Comments on Sotnikova et al. 2005
Research into MDMA and related drugs as potential treatments for Parkinson’s disease (PD), an often-debilitating movement disorder, began with the chance discovery by a former stuntman in England with young-onset PD. He found that when he took ecstasy, not only did he no longer experience the dyskinesias, or uncontrolled twitching, from one PD medication, but that he could move normally again for as long as the drug’s effects lasted. Soon after this discovery, teams of researchers in Germany (Banjaw et al. 2003; Lebsanft et al. 2003; Schmidt et al. 2002) and England (Iravani et al. 2003) began studying the effects of MDMA and related substances in animals. These studies simulated some of the symptoms of PD with a dopamine receptor antagonist and by damaging dopamine cells in one hemisphere in rats (Banjaw et al. 2003; Lebsanft et al. 2003; Schmidt et al. 2002), and by administering the dopamine neurotoxin MPTP to marmosets, a type of primate (Iravani et al. 2003). This research found that MDMA at doses close to or a little higher than those used by humans (2.5 to 10 mg/kg in rats, 12 mg/kg in marmosets) alleviated movement difficulties or stopped behavior associated with damaged dopamine neurons. These findings are especially interesting given that around the time this research first began, researchers in the US claimed to have found that MDMA caused PD-like symptoms in monkeys (Ricaurte et al. 2002), a claim that has since been retracted upon learning that they had administered methamphetamine, and not MDMA (Ricaurte et al. 2003). It is possible that MDMA produced some of these benefits through its dopamine-releasing actions or through indirect control of dopamine via 5HT2A receptor activity, as noted by Dr. David Nichols of Purdue University. However, while drugs that reduced 5HT2A receptor activity reduced the effectiveness of MDMA, Iravani’s team also found that 5HT1B antagonists and an SSRI also reduced its effectiveness, and MDE had better effects than the stronger dopamine releaser MDA. In the most recent study, it now appears that mice genetically engineered to lack the dopamine transporter (DAT knockout, or KO mice) and given a drug to stop dopamine synthesis still improve after receiving MDMA.
Sotnikova and colleagues (the researchers at Duke University) examined a large array of drugs with potential anti-PD activity. They were interested in finding out whether a newly discovered brain receptor, the “trace amine receptor” or TAR, plays a role in PD or its treatment. Their results suggest that drugs acting on the TAR can reduce freezing and improve movement in mice with little or no dopamine in their brains, though these findings do not rule out the importance of other neurotransmitter systems.

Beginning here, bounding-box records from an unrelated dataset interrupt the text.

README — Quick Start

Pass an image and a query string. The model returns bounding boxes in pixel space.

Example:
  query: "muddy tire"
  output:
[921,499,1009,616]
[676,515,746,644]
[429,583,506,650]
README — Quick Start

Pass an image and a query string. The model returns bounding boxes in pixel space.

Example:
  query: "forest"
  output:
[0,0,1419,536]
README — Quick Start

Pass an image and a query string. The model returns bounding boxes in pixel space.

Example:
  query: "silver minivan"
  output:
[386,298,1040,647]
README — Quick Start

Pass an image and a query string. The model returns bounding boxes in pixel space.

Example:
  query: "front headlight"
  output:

This study is an improvement on the studies in rats, because the researchers used a model of PD more closely resembles PD in humans, and because they conducted a far more thorough assessment of motor effects in their dopamine-deficient mice. However, except when they combined one enantiomer, or form, of MDMA (S-(+)-MDMA) with L-DOPA or carbidopa, the doses of MDMA the researchers found eliminated the movement disorders in DAT knockout mice were quite high, often above the LD50 for mice (meaning, the dose where 50% of animals die). And, in fact, normal mice died when they received the same doses of MDMA that helped the mice without dopamine move. In the studies where S-(+)-MDMA was given along with carbidopa or L-DOPA to DAT knockout mice, the researchers gave 5 and 10 mg/kg S-(+)-MDMA, and found that this form of MDMA and the conventional PD treatments acted together to reduce rigidity and increase movement in the mice without dopamine transporter. The researchers at Duke University and the German team both found that related compounds such as MDE and MDA also had anti-PD effects, but the Duke team’s research suggests that these effects are not related to its being an entactogen, since the putative entactogen alpha-ethyltryptamine did not help DAT knockout mice move normally.
It is notable that Tim Lawrence has “young-onset” PD, not the usual variety. This means that he is less subject to the risks that older people might face, and that his condition may not be the same as “normal” PD. It seems unlikely at present that MDMA itself will serve as a treatment for PD for a variety of reasons, but it is nonetheless surprising that it can reduce some of the side effects of PD medication, and that these effects might not be associated either with its effects on serotonin or dopamine.